2 Post author: David_Gerard 19 August 2013 06:58AM

You are viewing a comment permalink. View the original post to see all comments and the full post content.

Comments (325)

You are viewing a single comment's thread. Show more comments above.

Comment author: gwern 03 September 2013 09:39:24PM 0 points [-]

So you're trying to talk about overall probability distributions in a Bayesian framework? I haven't ever done power analysis with that approach, so I don't know what would be analogous to Type I and II errors and whether one can trade them off; in fact, the only paper I can recall discussing how one does it is Kruschke's paper (starting on pg11) - maybe he will be helpful?

Comment author: Lumifer 04 September 2013 01:10:28AM 0 points [-]

Not necessarily in the Bayesian framework, though it's kinda natural there. You can think in terms of complete distributions within the frequentist framework perfectly well, too.

The issue that we started with was of statistical power, right? While it's technically defined in terms of the usual significance (=rejecting the null hypothesis), you can think about it in broader terms. Essentially it's the capability to detect a signal (of certain effect size) in the presence of noise (in certain amounts) with a given level of confidence.

Thank for the paper, I've seen it before but didn't have a handy link to it.

Comment author: gwern 04 September 2013 05:13:44PM 0 points [-]

You can think in terms of complete distributions within the frequentist framework perfectly well, too.

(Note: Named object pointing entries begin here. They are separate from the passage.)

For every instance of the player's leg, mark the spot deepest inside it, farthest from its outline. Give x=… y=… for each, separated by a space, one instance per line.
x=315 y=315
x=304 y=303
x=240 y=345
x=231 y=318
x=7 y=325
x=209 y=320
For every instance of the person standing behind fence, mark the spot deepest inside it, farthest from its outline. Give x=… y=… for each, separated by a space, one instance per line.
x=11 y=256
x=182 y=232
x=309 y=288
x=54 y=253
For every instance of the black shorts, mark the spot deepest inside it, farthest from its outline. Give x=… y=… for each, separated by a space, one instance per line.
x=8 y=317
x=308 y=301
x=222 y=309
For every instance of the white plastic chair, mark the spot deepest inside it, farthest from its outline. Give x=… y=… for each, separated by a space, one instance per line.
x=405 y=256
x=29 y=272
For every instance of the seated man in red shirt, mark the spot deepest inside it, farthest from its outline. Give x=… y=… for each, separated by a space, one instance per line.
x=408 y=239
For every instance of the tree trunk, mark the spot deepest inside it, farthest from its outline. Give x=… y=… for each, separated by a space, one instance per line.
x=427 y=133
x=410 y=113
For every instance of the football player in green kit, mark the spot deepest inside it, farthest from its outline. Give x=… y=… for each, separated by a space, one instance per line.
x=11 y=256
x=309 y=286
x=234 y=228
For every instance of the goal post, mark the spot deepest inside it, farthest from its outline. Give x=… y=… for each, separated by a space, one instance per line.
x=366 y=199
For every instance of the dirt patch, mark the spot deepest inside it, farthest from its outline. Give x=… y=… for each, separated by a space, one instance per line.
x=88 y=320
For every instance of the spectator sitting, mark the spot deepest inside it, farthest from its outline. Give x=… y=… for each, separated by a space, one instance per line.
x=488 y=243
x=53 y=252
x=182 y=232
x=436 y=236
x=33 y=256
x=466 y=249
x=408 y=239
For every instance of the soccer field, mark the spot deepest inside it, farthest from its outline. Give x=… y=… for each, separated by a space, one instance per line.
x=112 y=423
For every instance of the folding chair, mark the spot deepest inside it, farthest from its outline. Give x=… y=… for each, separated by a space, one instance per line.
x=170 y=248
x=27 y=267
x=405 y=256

Does anyone do that, though?

Essentially it's the capability to detect a signal (of certain effect size) in the presence of noise (in certain amounts) with a given level of confidence.

Well, if you want to think of it like that, you could probably formulate all of this in information-theoretic terms and speak of needing a certain number of bits; then the sample size & effect size interact to say how many bits each n contains. So a binary variable contains a lot less than a continuous variable, a shift in a rare observation like 90/10 is going to be harder to detect than a shift in a 50/50 split, etc. That's not stuff I know a lot about.

Comment author: Lumifer 04 September 2013 05:44:30PM *  0 points [-]

Does anyone do that, though?

Well, sure. The frequentist approach, aka mainstream statistics, deals with distributions all the time and the arguments about particular tests or predictions being optimal, or unbiased, or asymptotically true, etc. are all explicitly conditional on characteristics of underlying distributions.

Well, if you want to think of it like that, you could probably formulate all of this in information-theoretic terms and speak of needing a certain number of bits;

Yes, something like that. Take a look at Fisher information, e.g. "The Fisher information is a way of measuring the amount of information that an observable random variable X carries about an unknown parameter θ upon which the probability of X depends."